Great taste is a prerequisite for consumer satisfaction [32]. Pear eating quality is influenced by climatic conditions, post-storage ripening and harvest time [33]. Physiological maturity of ‘Red Clapp’s Favorite’ is the stage of development when the fruit ripens adequately after harvest [34]. Hence, fruit ripening processes are very important because they influence the changes that appear during fruit storage, transport and shelf life and changes in aroma and color [35]. Sugar metabolism is an important part of the pear ripening process. In this research, we used RNA-Seq technology to study DEGs in the ripening process. These DEGs showed functional diversity. In the GO functional analysis, DEGs were involved in extracellular region, extracellular region part, extracellular matrix, extracellular matrix part, virion and virion part of the cellular component category (Fig. 3a–c). The DEGs were involved in molecular function categories such as nucleic acid binding transcription factor activity, protein binding transcription factor activity, protein binding transcription factor activity, nutrient reservoir activity, transporter activity, nutrient reservoir activity and guanyl-nucleotide exchange factor activity (Fig. 3a–c). The DEGs were also involved in the biological process category, including signaling, growth, rhythmic process and locomotion (Fig. 3a–c). All of these results show that sugar metabolism is a complex physiological and biochemical process.

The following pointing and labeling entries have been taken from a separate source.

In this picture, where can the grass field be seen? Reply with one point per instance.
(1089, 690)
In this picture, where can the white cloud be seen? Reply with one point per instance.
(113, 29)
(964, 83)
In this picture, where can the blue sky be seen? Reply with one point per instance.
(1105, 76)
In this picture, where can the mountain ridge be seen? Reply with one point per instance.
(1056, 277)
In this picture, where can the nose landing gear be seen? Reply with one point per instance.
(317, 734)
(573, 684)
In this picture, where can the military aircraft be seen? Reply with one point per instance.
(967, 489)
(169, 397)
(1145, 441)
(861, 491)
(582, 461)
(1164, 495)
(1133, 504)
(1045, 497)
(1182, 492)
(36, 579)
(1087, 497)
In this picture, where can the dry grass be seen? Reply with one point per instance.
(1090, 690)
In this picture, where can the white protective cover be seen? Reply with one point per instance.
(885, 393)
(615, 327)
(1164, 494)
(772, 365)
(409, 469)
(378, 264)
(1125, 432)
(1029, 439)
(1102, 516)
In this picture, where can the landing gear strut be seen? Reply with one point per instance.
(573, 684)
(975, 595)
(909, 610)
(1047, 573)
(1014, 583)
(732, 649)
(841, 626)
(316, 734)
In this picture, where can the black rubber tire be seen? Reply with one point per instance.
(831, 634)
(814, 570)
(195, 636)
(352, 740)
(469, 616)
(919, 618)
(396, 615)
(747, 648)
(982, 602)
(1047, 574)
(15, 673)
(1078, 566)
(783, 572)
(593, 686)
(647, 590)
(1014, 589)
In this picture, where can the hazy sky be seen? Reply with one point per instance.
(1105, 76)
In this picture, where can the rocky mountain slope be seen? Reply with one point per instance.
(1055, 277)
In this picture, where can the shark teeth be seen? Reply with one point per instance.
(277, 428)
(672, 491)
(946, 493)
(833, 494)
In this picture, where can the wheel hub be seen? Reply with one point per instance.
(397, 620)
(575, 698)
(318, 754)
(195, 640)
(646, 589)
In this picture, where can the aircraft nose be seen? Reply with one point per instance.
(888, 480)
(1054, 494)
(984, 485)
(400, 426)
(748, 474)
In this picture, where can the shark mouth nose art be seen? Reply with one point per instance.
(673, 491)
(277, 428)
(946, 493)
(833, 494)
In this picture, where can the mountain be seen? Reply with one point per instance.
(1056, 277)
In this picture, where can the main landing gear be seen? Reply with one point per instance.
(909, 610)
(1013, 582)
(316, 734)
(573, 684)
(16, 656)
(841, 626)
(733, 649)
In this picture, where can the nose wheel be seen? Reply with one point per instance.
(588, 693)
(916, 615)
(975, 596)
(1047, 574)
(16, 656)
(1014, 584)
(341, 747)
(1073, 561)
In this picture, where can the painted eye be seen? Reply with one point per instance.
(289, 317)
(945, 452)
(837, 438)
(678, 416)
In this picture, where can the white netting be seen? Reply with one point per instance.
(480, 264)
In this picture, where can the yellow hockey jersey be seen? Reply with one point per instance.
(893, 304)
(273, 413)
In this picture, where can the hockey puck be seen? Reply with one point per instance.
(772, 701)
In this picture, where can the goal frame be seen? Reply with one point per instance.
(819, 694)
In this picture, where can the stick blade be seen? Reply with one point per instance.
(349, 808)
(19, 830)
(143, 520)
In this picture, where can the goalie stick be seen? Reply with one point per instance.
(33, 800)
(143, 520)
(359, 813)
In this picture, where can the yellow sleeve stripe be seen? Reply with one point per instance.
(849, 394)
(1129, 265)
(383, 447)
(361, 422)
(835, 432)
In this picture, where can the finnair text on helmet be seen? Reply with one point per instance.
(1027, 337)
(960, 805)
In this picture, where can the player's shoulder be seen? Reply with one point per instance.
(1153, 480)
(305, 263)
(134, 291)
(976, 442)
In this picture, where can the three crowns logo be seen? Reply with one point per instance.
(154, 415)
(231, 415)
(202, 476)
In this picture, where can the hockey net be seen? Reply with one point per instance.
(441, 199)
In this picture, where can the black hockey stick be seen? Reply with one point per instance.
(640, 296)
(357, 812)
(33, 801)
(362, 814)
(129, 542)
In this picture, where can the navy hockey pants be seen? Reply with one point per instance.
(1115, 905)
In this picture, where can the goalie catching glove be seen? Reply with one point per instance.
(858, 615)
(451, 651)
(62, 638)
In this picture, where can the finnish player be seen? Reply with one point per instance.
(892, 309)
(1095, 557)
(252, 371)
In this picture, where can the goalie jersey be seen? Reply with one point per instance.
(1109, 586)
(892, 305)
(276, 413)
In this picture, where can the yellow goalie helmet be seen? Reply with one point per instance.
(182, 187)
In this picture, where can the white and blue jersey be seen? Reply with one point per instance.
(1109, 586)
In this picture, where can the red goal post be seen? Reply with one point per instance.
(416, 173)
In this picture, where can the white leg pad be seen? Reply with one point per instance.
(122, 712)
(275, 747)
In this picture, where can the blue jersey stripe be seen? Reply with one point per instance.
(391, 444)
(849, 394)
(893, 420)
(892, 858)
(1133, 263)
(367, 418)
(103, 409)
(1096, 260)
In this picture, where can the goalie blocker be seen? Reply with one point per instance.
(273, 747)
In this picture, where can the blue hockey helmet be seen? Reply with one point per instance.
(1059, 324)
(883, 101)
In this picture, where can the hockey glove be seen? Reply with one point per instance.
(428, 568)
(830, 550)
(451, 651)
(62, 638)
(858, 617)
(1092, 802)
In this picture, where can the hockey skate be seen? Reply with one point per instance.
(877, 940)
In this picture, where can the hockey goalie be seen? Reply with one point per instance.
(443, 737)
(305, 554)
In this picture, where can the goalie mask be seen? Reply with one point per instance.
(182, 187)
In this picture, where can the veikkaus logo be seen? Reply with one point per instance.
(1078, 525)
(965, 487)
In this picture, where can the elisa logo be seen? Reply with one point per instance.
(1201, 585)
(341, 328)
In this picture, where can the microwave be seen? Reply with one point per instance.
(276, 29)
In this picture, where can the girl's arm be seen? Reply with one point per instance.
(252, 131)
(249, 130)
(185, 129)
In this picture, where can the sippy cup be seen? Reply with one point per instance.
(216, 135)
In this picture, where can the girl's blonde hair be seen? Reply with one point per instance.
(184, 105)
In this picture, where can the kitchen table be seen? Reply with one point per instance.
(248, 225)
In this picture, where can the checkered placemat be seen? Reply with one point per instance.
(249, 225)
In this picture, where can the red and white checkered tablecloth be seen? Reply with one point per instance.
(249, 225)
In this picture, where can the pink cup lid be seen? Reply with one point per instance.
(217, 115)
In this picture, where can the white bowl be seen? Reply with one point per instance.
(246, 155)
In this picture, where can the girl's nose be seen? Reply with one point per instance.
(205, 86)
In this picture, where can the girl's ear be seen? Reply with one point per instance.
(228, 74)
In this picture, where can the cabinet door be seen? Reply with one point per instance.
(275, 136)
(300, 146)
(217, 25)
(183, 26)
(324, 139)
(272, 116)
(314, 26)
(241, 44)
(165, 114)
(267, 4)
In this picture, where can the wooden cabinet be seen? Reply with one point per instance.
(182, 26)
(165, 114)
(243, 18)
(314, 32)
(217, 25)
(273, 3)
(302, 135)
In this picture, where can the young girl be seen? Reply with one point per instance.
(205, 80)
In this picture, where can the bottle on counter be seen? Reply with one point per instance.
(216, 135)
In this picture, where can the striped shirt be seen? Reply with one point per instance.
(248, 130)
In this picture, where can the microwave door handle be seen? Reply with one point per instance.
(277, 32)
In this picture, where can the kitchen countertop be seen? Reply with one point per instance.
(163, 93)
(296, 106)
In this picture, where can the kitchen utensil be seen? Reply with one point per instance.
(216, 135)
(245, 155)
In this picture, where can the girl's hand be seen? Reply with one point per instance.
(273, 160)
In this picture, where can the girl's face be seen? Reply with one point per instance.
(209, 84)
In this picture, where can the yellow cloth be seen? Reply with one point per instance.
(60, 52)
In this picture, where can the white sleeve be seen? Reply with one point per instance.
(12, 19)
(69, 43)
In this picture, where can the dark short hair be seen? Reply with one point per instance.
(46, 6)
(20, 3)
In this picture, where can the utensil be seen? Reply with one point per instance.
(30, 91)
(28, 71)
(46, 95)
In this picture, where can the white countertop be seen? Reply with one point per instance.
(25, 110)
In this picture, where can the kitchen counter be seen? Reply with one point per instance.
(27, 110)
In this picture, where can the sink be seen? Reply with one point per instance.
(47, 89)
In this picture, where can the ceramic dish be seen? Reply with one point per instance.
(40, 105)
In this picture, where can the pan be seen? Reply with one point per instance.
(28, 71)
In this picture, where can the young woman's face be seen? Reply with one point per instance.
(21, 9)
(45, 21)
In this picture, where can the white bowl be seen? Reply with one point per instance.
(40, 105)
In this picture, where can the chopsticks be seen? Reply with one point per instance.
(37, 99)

We analyzed the eight differentially expressed unigenes related to sugar metabolism with qPCR, and the results showed similar expression trends to those of RNA-Seq (Fig. 5a–d). Only the multiple of up-regulated or down regulated was different, which validated that the RNA-Seq analysis was generally more accurate and robust. Soluble sugars, including fructose, sucrose, glucose and sorbitol, are an important factor in determining fruit quality and flavor. Fructose showed the highest sweetness, followed by sucrose; the sweetness of glucose and sorbitol was the lowest. Chen et al. showed that fructose was the dominant sugar in eight pear varieties, followed by glucose and sucrose [36]. In this study, fructose was the main sugar after pear post-harvest ripening, followed by glucose, sucrose and sorbitol. This result might indicate that fructose is the key factor in the pear eating quality of ‘Red Clapp’ (Fig. 6a). Interestingly, we discovered five unigenes that might be involved in sugar metabolism (Fig. 6b, c). In future studies, we plan to clone the specific genes related to sugar metabolism and verify their functions.

Conclusions

In this study, transcriptome sequencing was performed on the Illumina platform, generating 23.8 - 35.8 million unigenes of nine cDNA libraries constructed using RNAs from the ‘Red Clapp’s Favorite’ pear variety with different treatments. A number of DEGs and novel genes were obtained from each group and were assembled. Moreover, the gene expression patterns of 8 unigenes related to sugar metabolism revealed by qPCR confirmed the RNA-Seq data. The main constituents of soluble sugars were fructose and glucose after pear fruit post-harvest ripening, and five unigenes involved in sugar metabolism were discovered. This study lays the foundation for further research into genes correlated with sugar metabolism.